Pero su muerte dejaba muchas preguntas sin contestar.

El rey había nombrado una tutora especial para ayudar a Lucía en el despertar de su elementia; era una anciana marchita, versada en leyendas y profecías. Ahora, su hermana pasaba todo el tiempo con esa mujer por orden del rey.

Su hermana…

La duda le quemaba las entrañas. ¿Sería cierto lo que le había dicho Sabina? ¿Sería Lucía hija de otros padres, la habrían traído de bebé para que se criara como una Damora? Magnus apenas tenía dos años en el momento de su supuesto nacimiento, así que no recordaba nada.

Dos días después de la muerte de Sabina, Magnus se plantó. Era incapaz de soportar la incertidumbre ni un minuto más: necesitaba respuestas. Ver a su hermana sentada a la mesa durante la cena y no poder hablar con ella de la posibilidad de que no fueran hermanos de sangre era demasiado para él. Puesto que su padre se había ausentado, solo quedaba una persona en el castillo capaz de decirle la verdad.

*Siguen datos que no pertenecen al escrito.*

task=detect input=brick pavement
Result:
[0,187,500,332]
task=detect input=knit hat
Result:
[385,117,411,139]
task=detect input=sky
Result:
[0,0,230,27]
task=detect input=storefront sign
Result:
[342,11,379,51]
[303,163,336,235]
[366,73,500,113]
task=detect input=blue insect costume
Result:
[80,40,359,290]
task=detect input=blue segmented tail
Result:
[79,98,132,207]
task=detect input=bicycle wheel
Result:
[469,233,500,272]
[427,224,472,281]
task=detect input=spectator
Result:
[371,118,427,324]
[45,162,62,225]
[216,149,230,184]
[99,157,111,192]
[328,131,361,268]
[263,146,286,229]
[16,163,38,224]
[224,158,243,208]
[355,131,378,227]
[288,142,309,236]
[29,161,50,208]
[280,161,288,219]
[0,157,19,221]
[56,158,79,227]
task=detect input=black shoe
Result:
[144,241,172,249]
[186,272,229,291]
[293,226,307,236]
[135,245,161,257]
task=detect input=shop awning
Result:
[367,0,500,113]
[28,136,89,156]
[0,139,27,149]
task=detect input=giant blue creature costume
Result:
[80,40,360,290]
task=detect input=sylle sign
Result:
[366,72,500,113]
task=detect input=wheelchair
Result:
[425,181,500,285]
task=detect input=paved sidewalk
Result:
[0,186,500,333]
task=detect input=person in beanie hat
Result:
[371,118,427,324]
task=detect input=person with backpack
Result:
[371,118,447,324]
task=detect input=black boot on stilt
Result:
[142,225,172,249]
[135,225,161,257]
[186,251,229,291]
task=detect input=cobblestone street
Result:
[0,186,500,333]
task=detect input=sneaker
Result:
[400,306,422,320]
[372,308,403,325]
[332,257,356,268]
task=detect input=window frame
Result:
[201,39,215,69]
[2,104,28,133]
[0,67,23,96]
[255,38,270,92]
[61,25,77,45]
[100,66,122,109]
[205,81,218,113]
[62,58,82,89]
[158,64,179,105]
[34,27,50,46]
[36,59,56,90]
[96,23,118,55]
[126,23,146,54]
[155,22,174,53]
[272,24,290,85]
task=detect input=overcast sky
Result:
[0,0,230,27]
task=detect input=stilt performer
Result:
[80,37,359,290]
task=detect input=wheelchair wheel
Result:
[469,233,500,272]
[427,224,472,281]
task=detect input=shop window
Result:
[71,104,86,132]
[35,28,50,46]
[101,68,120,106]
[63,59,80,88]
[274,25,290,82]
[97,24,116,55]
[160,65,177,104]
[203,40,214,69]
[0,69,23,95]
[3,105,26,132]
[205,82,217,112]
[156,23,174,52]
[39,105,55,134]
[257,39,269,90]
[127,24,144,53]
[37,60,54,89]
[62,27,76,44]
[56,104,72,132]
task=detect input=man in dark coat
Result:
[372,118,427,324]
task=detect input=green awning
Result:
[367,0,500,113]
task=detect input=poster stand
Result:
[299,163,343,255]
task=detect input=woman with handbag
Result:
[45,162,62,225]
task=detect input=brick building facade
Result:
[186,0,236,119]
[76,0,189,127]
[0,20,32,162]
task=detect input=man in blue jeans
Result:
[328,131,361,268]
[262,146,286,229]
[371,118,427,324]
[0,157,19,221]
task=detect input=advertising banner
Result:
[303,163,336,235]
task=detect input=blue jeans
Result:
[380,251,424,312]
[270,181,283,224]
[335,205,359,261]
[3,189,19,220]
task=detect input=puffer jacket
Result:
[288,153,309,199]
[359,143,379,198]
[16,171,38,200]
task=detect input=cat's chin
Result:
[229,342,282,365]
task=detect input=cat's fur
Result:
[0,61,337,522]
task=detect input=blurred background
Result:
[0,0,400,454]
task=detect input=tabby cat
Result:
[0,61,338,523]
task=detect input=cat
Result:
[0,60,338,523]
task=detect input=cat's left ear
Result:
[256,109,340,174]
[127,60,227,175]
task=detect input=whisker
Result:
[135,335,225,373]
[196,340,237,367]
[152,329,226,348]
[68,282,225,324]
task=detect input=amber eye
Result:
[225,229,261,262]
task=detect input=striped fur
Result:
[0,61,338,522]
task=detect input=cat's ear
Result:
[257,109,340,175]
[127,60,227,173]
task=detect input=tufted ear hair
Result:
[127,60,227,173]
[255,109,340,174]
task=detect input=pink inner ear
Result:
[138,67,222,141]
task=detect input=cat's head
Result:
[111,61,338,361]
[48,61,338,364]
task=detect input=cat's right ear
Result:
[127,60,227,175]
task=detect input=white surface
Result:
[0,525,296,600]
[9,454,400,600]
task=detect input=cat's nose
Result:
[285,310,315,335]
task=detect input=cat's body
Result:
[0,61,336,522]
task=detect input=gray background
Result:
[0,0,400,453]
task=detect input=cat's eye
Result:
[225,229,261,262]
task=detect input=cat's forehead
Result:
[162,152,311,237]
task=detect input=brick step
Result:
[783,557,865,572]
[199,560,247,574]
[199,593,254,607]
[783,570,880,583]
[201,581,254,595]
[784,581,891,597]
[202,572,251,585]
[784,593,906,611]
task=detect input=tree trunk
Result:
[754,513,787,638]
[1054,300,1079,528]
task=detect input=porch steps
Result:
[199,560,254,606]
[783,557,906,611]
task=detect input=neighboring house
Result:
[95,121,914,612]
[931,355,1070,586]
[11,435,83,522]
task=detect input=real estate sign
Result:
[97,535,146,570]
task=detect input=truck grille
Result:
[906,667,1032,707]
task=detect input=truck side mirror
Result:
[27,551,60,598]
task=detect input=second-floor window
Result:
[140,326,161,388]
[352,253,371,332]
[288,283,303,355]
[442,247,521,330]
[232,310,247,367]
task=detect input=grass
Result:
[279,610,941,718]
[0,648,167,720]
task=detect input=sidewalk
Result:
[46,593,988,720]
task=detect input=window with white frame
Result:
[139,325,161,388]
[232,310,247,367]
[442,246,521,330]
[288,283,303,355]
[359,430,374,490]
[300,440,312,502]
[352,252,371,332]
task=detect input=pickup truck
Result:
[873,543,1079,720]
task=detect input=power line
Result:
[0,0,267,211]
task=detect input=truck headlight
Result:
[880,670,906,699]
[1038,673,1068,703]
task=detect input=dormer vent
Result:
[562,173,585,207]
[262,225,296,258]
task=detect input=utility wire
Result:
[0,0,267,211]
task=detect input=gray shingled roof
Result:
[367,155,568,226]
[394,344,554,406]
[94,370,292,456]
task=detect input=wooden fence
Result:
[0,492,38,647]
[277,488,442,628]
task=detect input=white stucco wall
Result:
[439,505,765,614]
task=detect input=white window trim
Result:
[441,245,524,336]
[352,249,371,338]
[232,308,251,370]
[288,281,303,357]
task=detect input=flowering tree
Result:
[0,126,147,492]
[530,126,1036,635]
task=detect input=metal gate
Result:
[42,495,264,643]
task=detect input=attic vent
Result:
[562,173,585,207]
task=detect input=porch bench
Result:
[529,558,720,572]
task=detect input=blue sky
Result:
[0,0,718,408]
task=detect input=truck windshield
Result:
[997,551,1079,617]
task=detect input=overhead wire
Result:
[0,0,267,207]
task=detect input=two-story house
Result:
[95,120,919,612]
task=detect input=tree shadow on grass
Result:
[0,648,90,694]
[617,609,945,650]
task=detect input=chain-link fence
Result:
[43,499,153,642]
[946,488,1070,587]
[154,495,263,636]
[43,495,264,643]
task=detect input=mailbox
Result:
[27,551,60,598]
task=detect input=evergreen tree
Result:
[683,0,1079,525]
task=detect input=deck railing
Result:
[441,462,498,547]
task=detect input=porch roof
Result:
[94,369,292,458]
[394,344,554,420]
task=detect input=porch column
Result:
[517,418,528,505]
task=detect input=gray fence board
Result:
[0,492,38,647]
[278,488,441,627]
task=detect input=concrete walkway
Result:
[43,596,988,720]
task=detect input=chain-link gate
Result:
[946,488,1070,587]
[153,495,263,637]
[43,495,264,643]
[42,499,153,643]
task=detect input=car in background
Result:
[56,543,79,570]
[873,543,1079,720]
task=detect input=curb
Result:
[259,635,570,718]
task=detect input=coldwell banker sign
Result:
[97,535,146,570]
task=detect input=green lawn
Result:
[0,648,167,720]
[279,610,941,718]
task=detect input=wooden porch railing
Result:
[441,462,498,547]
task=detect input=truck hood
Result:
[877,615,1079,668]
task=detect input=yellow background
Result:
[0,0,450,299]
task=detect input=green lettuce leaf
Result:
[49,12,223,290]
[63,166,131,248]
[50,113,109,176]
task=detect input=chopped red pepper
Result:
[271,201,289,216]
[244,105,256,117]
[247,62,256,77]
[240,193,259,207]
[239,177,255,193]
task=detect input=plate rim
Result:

—Hola, hijo —le saludó la reina Althea.

Magnus acababa de terminar su práctica de tiro con arco. Con la guerra a las puertas, el rey había redoblado el ritmo de sus entrenamientos, pero Magnus todavía era capaz de mantenerse a la altura. Estaba listo para la batalla, y si había derramamiento de sangre, no le molestaría en exceso.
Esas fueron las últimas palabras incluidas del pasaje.